Another answer from another postgresql contributor.

PostgreSQL will not even try to use any indexes during execution of "alter table set not null". It is just not implemented.

Proper implementation of index scan is difficult part. We cannot just do something like this query

select exists(select from foos where bar1 is null)

from alter table command for various reasons. Such feature will require big piece of code (and, probably, fragile code under some edge cases), much work, only for limited use cases. Something what developers do not like. Actually, pgsql-hackers community does not like how NOT NULL is stored in system catalog. It would be cleaner with a redesign of this part of the catalog. After that, it would be possible to do SET NOT NULL NOT VALID with a short lock and table validation without an exclusive lock. Similar to alter table .. add constraint ... not valid + alter table .. validate constraint for check constraint or foreign key. But such redesign is much more work, and there is no one who wants to do it.

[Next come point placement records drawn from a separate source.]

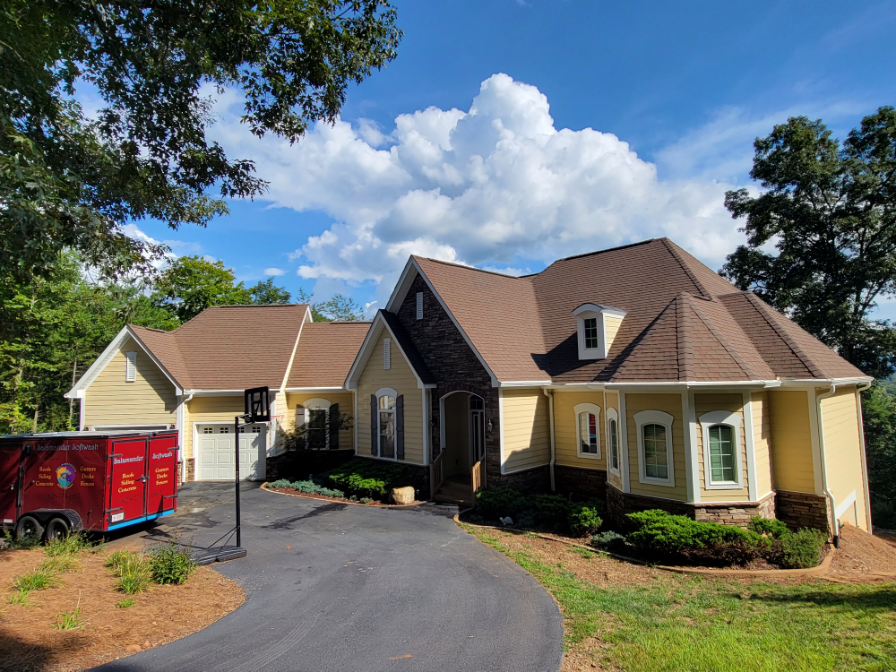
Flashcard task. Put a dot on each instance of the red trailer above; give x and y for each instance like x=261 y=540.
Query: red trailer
x=53 y=483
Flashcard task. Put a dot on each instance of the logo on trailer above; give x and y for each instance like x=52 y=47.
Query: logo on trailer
x=65 y=476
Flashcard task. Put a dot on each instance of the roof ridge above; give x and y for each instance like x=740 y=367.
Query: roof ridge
x=725 y=343
x=684 y=266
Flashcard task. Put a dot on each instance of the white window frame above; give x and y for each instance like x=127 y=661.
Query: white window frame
x=130 y=367
x=613 y=415
x=735 y=421
x=655 y=418
x=595 y=410
x=383 y=392
x=319 y=405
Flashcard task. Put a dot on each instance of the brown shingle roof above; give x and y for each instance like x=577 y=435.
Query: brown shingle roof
x=684 y=321
x=325 y=353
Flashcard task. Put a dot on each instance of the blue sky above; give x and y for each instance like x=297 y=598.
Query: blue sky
x=509 y=133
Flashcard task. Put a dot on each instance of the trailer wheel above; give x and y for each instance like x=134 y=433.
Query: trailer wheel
x=57 y=528
x=29 y=526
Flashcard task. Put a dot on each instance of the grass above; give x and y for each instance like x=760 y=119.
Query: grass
x=699 y=625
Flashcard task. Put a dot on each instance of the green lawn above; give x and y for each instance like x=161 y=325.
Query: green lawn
x=713 y=625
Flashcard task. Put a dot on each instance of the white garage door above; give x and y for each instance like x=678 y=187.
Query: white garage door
x=216 y=456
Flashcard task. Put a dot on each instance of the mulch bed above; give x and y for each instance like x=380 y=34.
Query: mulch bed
x=30 y=641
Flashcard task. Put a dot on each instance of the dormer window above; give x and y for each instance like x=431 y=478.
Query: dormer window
x=597 y=326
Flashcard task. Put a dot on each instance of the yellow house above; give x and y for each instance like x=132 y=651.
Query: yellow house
x=192 y=379
x=636 y=374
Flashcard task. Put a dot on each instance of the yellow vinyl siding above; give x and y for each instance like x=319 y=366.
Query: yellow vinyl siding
x=762 y=432
x=671 y=404
x=731 y=403
x=791 y=444
x=149 y=400
x=526 y=423
x=400 y=377
x=565 y=424
x=843 y=453
x=346 y=401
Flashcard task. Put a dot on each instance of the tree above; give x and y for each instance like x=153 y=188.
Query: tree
x=192 y=284
x=266 y=292
x=830 y=212
x=68 y=182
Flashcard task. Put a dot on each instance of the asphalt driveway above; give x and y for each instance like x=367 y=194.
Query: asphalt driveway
x=336 y=587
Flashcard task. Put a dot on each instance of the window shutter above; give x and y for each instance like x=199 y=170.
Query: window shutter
x=399 y=427
x=373 y=436
x=334 y=426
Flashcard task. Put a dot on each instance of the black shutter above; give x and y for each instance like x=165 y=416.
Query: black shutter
x=373 y=437
x=399 y=427
x=334 y=426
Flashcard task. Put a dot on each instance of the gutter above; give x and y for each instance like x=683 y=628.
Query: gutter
x=550 y=395
x=835 y=527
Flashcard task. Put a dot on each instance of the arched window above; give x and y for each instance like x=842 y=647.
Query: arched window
x=613 y=440
x=587 y=433
x=721 y=450
x=655 y=462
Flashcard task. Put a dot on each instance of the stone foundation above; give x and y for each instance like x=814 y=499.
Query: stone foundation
x=800 y=509
x=583 y=483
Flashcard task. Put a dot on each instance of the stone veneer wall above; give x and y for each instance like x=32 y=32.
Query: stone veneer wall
x=582 y=482
x=800 y=509
x=740 y=514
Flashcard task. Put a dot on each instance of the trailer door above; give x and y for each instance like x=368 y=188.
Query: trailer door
x=161 y=497
x=127 y=482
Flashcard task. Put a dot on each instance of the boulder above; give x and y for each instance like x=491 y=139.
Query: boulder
x=403 y=495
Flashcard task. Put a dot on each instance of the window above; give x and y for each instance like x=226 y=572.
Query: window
x=587 y=434
x=613 y=439
x=655 y=463
x=721 y=450
x=130 y=374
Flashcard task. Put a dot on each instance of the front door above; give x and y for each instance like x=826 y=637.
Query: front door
x=477 y=442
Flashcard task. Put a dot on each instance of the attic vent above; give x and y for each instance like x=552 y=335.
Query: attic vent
x=130 y=373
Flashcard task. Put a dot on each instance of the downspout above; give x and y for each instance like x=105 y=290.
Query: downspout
x=550 y=395
x=859 y=390
x=835 y=527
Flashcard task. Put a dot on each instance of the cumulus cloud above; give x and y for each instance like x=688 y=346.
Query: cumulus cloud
x=491 y=185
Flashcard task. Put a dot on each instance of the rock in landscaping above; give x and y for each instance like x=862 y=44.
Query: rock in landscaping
x=403 y=495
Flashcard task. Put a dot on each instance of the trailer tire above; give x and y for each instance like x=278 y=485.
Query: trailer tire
x=29 y=526
x=57 y=528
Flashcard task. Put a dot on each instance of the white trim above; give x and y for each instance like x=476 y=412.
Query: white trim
x=612 y=414
x=593 y=409
x=735 y=422
x=749 y=431
x=655 y=418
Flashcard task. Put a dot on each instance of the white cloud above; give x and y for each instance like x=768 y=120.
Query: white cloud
x=487 y=186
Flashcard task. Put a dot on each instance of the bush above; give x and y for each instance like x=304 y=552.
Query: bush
x=771 y=527
x=500 y=502
x=801 y=549
x=170 y=565
x=366 y=478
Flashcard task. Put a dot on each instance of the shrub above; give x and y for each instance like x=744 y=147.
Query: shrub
x=801 y=549
x=500 y=502
x=366 y=478
x=771 y=527
x=170 y=565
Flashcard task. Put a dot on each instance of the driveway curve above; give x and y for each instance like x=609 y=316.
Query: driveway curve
x=336 y=587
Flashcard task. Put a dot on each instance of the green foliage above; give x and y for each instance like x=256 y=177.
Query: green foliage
x=309 y=487
x=829 y=209
x=801 y=549
x=366 y=478
x=171 y=564
x=66 y=182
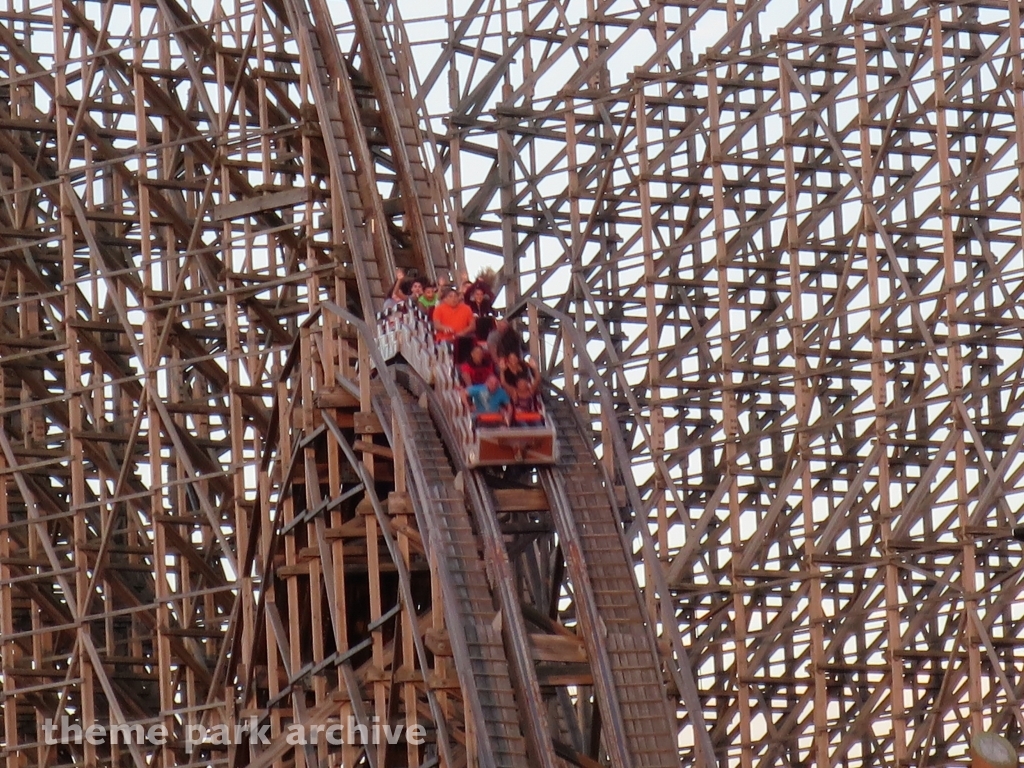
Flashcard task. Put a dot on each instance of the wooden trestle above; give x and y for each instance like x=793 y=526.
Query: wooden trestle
x=770 y=265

But I have good news: in PostgreSQL 12 (and above) scan the entire table is not the only option. alter table set not null can prove correctness of NOT NULL by existing check constraints. So, one can do:

-- short-time exclusive lock
alter table foos 
  add constraint foos_not_null 
  check (bar1 is not null) not valid;

-- seqscan, but without exclusive lock, concurrent sessions can read/write
alter table foos validate constraint foos_not_null;

-- exclusive lock, but foos_not_null proves: there is no NULL in this column
-- so this alter table would be fast
alter table foos alter column bar1 set not null;
-- not needed anymore
alter table foos drop constraint foos_not_null;

That was my patch. Yeah, this looks like a workaround. But, fortunately, it was merged and now it is possible to set not null without a long exclusive lock.


I looked at the source code (function ATRewriteTable in src/backend/commands/tablecmds.c), and PostgreSQL always uses a sequential scan of the table to verify NOT NULL constraints.

So creating indexes won't speed up the execution.